While both the Green Card and U.S. citizenship confer rights to reside and work in the United States legally, they mean very different things. A Green Card holder or lawful permanent resident (LPR) is someone who has been granted the right to live in the United States indefinitely and is given a photo ID commonly known as Green Card that proves their status.

Green Card rights and duties

  • Permanent residents have the right to work and live in the U.S. indefinitely, as well as the right to petition for close family members for a Green Card.
  • However, because Green Card's relatives are considered preference relatives, this process takes considerably longer than for a U.S. citizen.
  • Permanent residents continue to be the citizens of another country, which means they do not have the right to a U.S. passport.
  • Lawful permanent residents do not have the right to vote in U.S. elections and may lose their status if U.S. government considers they have abandoned their status, by spending more than 6 months outside the United States, for example.
  • If a lawful permanent resident plans on leaving the U.S. for a period exceeding 1 year, they must first obtain a permit if they do not wish to abandon their status.
  • After a certain amount of time, permanent residents can apply for U.S. citizenship, also known as the naturalization process.

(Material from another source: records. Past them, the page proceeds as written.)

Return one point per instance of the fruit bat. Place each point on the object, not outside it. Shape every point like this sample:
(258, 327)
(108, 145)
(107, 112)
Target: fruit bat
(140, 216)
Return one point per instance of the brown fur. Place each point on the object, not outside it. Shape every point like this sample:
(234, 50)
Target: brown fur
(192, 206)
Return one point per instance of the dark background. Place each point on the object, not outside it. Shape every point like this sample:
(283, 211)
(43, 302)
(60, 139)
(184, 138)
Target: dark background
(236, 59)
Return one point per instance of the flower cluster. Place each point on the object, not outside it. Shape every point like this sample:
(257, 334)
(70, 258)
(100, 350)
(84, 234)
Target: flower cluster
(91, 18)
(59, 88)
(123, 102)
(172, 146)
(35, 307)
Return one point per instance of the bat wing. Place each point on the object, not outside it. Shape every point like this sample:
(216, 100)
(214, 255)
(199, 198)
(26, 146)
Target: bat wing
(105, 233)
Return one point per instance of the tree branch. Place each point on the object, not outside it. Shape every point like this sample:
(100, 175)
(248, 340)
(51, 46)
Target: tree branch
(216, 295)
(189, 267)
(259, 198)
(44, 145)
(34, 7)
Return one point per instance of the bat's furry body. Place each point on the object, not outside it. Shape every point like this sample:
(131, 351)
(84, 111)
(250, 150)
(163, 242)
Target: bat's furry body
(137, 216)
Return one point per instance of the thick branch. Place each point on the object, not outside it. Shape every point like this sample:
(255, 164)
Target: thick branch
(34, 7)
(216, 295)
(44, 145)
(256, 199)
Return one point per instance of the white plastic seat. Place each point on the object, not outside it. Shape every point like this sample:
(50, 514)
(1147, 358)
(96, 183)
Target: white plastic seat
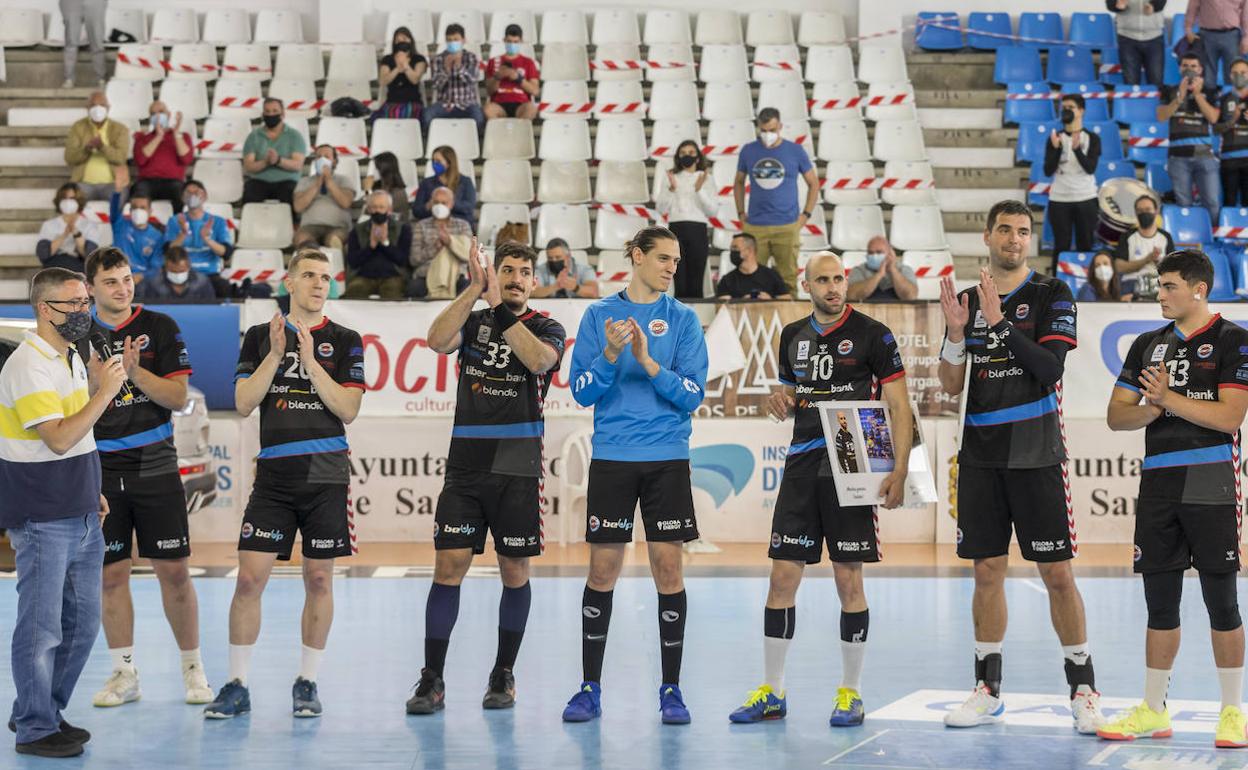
(854, 226)
(565, 139)
(569, 222)
(506, 182)
(770, 26)
(226, 25)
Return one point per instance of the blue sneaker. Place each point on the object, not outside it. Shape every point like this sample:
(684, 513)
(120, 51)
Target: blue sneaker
(305, 700)
(232, 700)
(585, 704)
(672, 705)
(849, 711)
(761, 704)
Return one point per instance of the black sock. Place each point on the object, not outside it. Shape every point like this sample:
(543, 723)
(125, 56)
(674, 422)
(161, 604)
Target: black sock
(595, 617)
(672, 634)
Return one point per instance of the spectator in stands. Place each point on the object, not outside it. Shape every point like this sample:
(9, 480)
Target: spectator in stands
(687, 200)
(1141, 39)
(439, 250)
(773, 165)
(512, 80)
(454, 82)
(176, 281)
(96, 150)
(1233, 127)
(162, 155)
(562, 276)
(446, 174)
(322, 200)
(882, 276)
(1071, 159)
(1141, 248)
(139, 236)
(205, 236)
(1103, 283)
(377, 252)
(750, 280)
(387, 176)
(1192, 112)
(272, 157)
(78, 14)
(66, 238)
(1222, 30)
(401, 71)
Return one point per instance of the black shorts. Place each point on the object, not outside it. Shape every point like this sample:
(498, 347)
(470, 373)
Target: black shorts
(1174, 536)
(473, 501)
(664, 489)
(809, 513)
(1033, 501)
(149, 509)
(280, 507)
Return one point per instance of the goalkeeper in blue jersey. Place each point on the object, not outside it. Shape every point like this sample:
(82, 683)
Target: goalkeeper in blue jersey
(640, 361)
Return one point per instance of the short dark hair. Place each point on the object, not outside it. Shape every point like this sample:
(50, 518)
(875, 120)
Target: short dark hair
(1191, 265)
(1009, 207)
(106, 257)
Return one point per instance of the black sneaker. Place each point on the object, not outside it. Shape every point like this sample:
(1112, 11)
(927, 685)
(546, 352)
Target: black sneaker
(58, 744)
(502, 690)
(431, 694)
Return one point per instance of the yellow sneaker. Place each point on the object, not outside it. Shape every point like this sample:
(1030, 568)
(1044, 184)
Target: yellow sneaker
(1140, 721)
(1232, 729)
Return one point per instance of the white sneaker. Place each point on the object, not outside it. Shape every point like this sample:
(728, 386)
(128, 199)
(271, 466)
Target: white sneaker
(121, 688)
(197, 690)
(1086, 711)
(980, 709)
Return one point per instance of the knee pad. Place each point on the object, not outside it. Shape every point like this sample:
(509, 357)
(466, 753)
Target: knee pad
(1221, 599)
(1163, 592)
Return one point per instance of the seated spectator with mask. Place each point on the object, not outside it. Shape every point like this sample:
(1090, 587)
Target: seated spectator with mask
(176, 281)
(322, 200)
(750, 280)
(562, 276)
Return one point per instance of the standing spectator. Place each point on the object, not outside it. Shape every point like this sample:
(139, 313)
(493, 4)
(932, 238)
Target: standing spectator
(91, 14)
(1141, 248)
(272, 157)
(162, 155)
(322, 200)
(1141, 39)
(882, 276)
(1071, 159)
(1191, 111)
(1222, 24)
(96, 149)
(454, 82)
(53, 508)
(1233, 127)
(773, 165)
(687, 200)
(377, 252)
(562, 276)
(66, 238)
(401, 71)
(446, 174)
(512, 80)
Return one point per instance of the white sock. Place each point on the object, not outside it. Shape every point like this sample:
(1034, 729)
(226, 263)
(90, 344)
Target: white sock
(311, 663)
(774, 652)
(122, 658)
(1156, 683)
(240, 659)
(1232, 683)
(851, 664)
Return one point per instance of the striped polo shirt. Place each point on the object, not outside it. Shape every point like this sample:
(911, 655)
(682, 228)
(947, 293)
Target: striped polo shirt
(38, 385)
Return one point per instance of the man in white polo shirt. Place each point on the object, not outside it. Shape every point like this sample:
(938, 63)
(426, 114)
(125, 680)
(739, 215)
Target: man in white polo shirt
(51, 507)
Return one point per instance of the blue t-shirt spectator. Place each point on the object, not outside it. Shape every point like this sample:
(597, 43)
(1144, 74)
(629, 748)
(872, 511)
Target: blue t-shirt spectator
(771, 174)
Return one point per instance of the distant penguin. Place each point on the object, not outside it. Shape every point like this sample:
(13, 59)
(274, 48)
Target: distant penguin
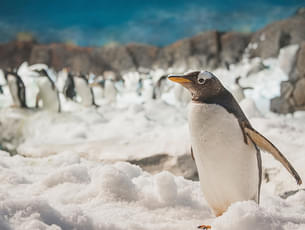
(69, 88)
(48, 92)
(140, 87)
(148, 91)
(16, 88)
(110, 92)
(83, 90)
(238, 91)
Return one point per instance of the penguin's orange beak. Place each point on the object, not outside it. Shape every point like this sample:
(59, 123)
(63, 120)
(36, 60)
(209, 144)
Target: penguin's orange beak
(179, 78)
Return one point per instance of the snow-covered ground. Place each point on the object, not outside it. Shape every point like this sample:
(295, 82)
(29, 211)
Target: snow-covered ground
(71, 170)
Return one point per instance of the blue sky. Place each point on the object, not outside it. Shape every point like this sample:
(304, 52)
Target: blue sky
(157, 22)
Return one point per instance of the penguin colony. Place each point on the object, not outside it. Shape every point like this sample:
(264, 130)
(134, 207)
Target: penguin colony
(225, 146)
(77, 87)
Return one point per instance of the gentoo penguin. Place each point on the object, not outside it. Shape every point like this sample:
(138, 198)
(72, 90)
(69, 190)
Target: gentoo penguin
(238, 91)
(110, 91)
(84, 90)
(48, 92)
(16, 88)
(69, 88)
(224, 144)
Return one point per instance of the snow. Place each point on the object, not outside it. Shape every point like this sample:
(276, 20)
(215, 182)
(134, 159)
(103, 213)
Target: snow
(71, 170)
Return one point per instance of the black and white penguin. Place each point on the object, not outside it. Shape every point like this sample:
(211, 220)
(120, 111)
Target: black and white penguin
(48, 92)
(238, 91)
(16, 88)
(110, 91)
(69, 87)
(83, 90)
(224, 144)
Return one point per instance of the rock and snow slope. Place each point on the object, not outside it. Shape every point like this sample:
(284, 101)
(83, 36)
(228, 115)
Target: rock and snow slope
(71, 171)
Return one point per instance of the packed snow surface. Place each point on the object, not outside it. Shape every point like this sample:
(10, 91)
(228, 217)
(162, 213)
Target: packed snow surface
(71, 173)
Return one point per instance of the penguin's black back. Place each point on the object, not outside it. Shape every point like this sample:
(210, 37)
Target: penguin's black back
(69, 89)
(21, 88)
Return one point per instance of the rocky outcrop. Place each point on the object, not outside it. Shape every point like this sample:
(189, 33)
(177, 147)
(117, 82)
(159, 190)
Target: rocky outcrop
(206, 50)
(268, 41)
(233, 45)
(142, 55)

U.S. Citizenship rights and responsibilities

U.S. Citizenship is a status that entails specific rights, duties, and benefits, usually acquired by birth:

  • A U.S. Citizen has the right to live and work in the United States and to receive federal assistance.
  • Individuals can become U.S. citizens by birth, through U.S. citizen parents, or through the process known as naturalization.
  • A U.S. citizen is eligible to receive a U.S. passport, which is issued by the U.S. State department.
  • Many countries allow visa-free travel for U.S. citizens.
  • A U.S. citizen may also leave and reenter the U.S. at any time without being subject to the grounds of inadmissibility or require a re-entry permit.
  • U.S. citizens can also vote in U.S. federal and local elections, hold certain government jobs, and serve on juries.
  • Many federal and state government grants, scholarships and benefits are available only to U.S. citizens.
  • U.S. citizens may also petition on behalf of relatives to immigrate to the United States.
  • Unlike Green Card holders, U.S. citizens cannot be deported from the United States – unless, that is, they committed fraud to obtain their green card or citizenship.